Mini-batch k-Means versus k-Means to Cluster English Tafseer Text: View of Al-Baqarah Chapter
Keywords:Text mining, text clustering, k-means algorithm, mini-batch k-means algorithm, tafseer translation, Al-Baqarah chapter
Al-Quran is the primary text of Muslims' religion and practise. Millions of Muslims around the world use al-Quran as their reference guide, and so knowledge can be obtained from it by Muslims and Islamic scholars in general. Al-Quran has been reinterpreted to various languages in the world, for example, English and has been written by several translators. Each translator has ideas, comments and statements to translate the verses from which he has obtained (Tafseer). Therefore, this paper tries to cluster the translation of the Tafseer using text clustering. Text clustering is the text mining method that needs to be clustered in the same section of related documents.

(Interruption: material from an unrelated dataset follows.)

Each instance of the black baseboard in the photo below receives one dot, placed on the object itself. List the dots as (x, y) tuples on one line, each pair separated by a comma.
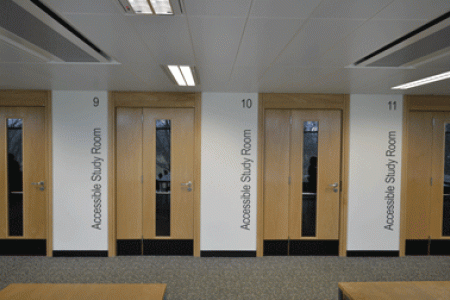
[(129, 247), (228, 253), (168, 247), (373, 253), (440, 247), (313, 248), (23, 247), (416, 247), (276, 247), (78, 253)]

The study adapted (mini-batch k-means and k-means) algorithms of clustering techniques to explain and to define the link between keywords known as features or concepts for Al-Baqarah chapter of 286 verses. For this dataset, data preprocessing and extraction of features using TF-IDF (Term Frequency-Inverse Document Frequency), and PCA (Principal Component Analysis) applied. Results show two/three-dimensional clustering plotting assigning seven cluster categories (k=7) for the Tafseer. The implementation time of the mini-batch k-means algorithm (0.05485s) outperforms the time of the k-means algorithm (0.23334s). Finally, the features 'god', 'people', and 'believe' was the most frequent features.